I've been using the NLTK Unigram tagger with the model keyword to pass in a list of words for specific tagging:
nd = dict((x,'CFN') for x in common_first_names)
...
t4 = nltk.UnigramTagger(model=nd, backoff=t3)
I have very specific information I want to extract from my documents, and a wide range of documents with very different punctuation, capitalization, and grammatic quality, so using a pre-existing corpus for training hasn't proven very successful. I've been doing my own tagging as shown above, along with RegExp and Default taggers to tag things exactly as I want.
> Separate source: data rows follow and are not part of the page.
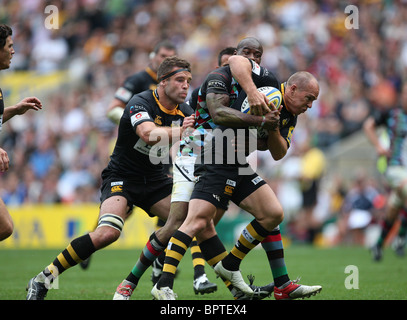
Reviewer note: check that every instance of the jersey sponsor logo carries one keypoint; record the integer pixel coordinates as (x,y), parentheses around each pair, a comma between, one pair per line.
(216,84)
(158,120)
(257,180)
(116,189)
(231,183)
(229,190)
(247,235)
(123,94)
(139,116)
(256,68)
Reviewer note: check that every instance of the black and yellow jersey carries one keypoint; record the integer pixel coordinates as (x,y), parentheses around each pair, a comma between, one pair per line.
(131,156)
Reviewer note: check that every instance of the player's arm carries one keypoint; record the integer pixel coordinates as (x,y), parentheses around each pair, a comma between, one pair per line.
(242,69)
(120,100)
(115,110)
(369,127)
(31,103)
(4,161)
(276,144)
(152,134)
(222,114)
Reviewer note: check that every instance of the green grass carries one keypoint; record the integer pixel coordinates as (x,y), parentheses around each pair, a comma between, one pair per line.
(386,280)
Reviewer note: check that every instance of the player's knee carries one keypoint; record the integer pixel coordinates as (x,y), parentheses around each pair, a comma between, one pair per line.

I wanted to use Bigram and Trigram taggers in a similar way as above, passing in a model of word combinations so that the last word in the sequence gets tagged depending on the words that precede it, something like:
# 'the' gets different tag depending on preceding word
{
('for','the') : 'FT',
('into','the') : 'IT',
('on','the') : 'OT'
}
But I discovered the hard way (code reading, debugging, and then finally re-reading the book where it was stated clearly) that Ngram taggers use tags, not tokens, for left context. Since 'for', 'into', and 'on' would likely all be tagged the same way, this doesn't give me a way to distinguish between them. Also, the reliance on tags makes Ngram taggers pretty useless overall unless you have a large and relevant training set, since they break as soon as they see an untagged word or a word tagged in a way not in the training data.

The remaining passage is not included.